Hacking and workplace deviance

 In the book, Hacking: The Art of Exploitation, author Jon Erickson addresses the connotations, i.e. associations, emotions, or ideas that are implied by the word “hacker.” When most people think of hackers, they think of criminals with dyed hair and piercings breaking the law. However, he states that the actual definition of hacking is “finding unintended ways or overlooked uses for the laws and properties of a given situation and then applying them in new and inventive ways to solve a problem.” (p. 1) The word hacker was created in the 1950s by MIT’s model railroad club who used old telephone equipment to rig up complex systems to control the model train track and they called it hacking. The club proceeded to get into programming and the early hackers were just people who found more elegant solutions to programming problems. Interestingly, the word cracker emerged as a way to denote bad hackers. 

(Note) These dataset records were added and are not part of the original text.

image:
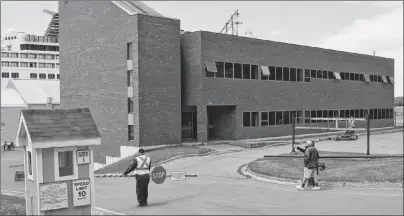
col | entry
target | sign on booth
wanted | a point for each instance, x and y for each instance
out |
(81, 192)
(83, 157)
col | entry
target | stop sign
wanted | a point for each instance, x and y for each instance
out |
(159, 175)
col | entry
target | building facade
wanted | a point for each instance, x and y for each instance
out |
(148, 83)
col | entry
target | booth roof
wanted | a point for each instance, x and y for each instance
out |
(54, 125)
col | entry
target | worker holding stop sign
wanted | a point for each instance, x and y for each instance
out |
(141, 164)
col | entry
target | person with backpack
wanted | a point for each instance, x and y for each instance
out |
(311, 157)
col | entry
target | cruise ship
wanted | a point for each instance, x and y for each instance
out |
(27, 56)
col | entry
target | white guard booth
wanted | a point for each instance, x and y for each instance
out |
(58, 160)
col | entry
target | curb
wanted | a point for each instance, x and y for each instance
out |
(245, 171)
(103, 175)
(19, 194)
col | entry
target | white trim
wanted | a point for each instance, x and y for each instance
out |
(29, 149)
(68, 143)
(91, 174)
(26, 180)
(38, 175)
(56, 164)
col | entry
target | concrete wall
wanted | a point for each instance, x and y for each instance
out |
(10, 117)
(159, 64)
(261, 95)
(97, 58)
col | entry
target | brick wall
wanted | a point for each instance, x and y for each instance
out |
(260, 95)
(93, 67)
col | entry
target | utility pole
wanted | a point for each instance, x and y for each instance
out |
(232, 24)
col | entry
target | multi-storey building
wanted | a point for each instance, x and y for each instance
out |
(148, 83)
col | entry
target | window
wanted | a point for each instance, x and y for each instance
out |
(286, 74)
(264, 72)
(130, 105)
(306, 75)
(254, 71)
(129, 51)
(391, 79)
(299, 74)
(272, 119)
(337, 76)
(361, 77)
(293, 75)
(131, 132)
(15, 75)
(278, 75)
(250, 119)
(325, 75)
(210, 69)
(29, 161)
(65, 163)
(237, 71)
(313, 115)
(42, 76)
(229, 70)
(271, 73)
(307, 117)
(279, 118)
(220, 69)
(319, 74)
(313, 74)
(331, 75)
(5, 75)
(246, 71)
(357, 77)
(264, 119)
(130, 78)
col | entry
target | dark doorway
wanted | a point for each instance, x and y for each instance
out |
(221, 122)
(189, 126)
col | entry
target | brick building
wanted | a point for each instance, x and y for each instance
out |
(148, 83)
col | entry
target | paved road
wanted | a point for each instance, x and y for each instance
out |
(220, 190)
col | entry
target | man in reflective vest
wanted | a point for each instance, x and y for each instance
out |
(141, 164)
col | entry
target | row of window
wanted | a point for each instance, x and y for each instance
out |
(39, 47)
(29, 65)
(35, 38)
(31, 75)
(248, 71)
(29, 56)
(255, 119)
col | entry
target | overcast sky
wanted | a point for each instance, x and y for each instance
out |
(354, 26)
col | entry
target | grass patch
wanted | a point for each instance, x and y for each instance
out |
(156, 156)
(337, 170)
(11, 205)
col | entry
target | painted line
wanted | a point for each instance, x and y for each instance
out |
(108, 211)
(22, 195)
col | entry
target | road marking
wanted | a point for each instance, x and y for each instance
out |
(108, 211)
(22, 194)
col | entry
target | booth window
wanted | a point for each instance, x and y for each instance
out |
(65, 164)
(29, 162)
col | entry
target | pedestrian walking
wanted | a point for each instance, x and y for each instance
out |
(142, 165)
(311, 158)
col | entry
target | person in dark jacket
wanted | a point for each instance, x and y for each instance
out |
(142, 165)
(311, 157)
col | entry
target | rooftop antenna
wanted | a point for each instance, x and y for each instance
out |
(232, 24)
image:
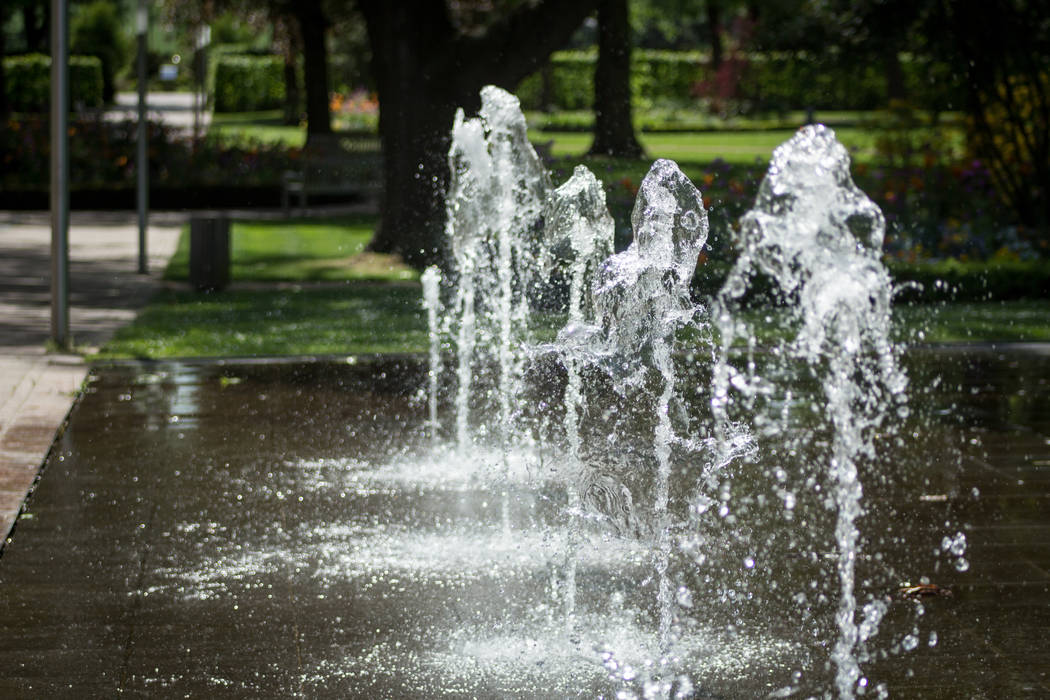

Regarding workplace deviance, hacking used to be viewed as a highly illegal and terrible thing, but that view is changing. For example, in  2001, a professor at Princeton found a vulnerability in watermarking controls. But before it was published they were threatened by companies that used the software because the Digital Millenium Copyright Act of 1998 forbids any discussion of bypassing industry consumer controls (Erickson p. 3).  The main reason why hacking is now an acceptable career is that our society has realized that hackers are the driving force in developing more secure systems. We now implement attacking and defending hackers that work together to build stronger intrusion detection systems (IDS). Vulnerabilities found by the attackers can be fixed by the defenders. In the past few years, many companies have also started bug bounty programs that employ black hat hackers, and provide a reward if they can hack a system. This drastically increases the security of a system because there is now a greater chance that vulnerabilities have been found by someone else and patched before a malicious actor can exploit it.   

Sources

Jon Erickson. 2008. Hacking: the art of exploitation, 2nd edition (Second. ed.). No Starch Press, USA.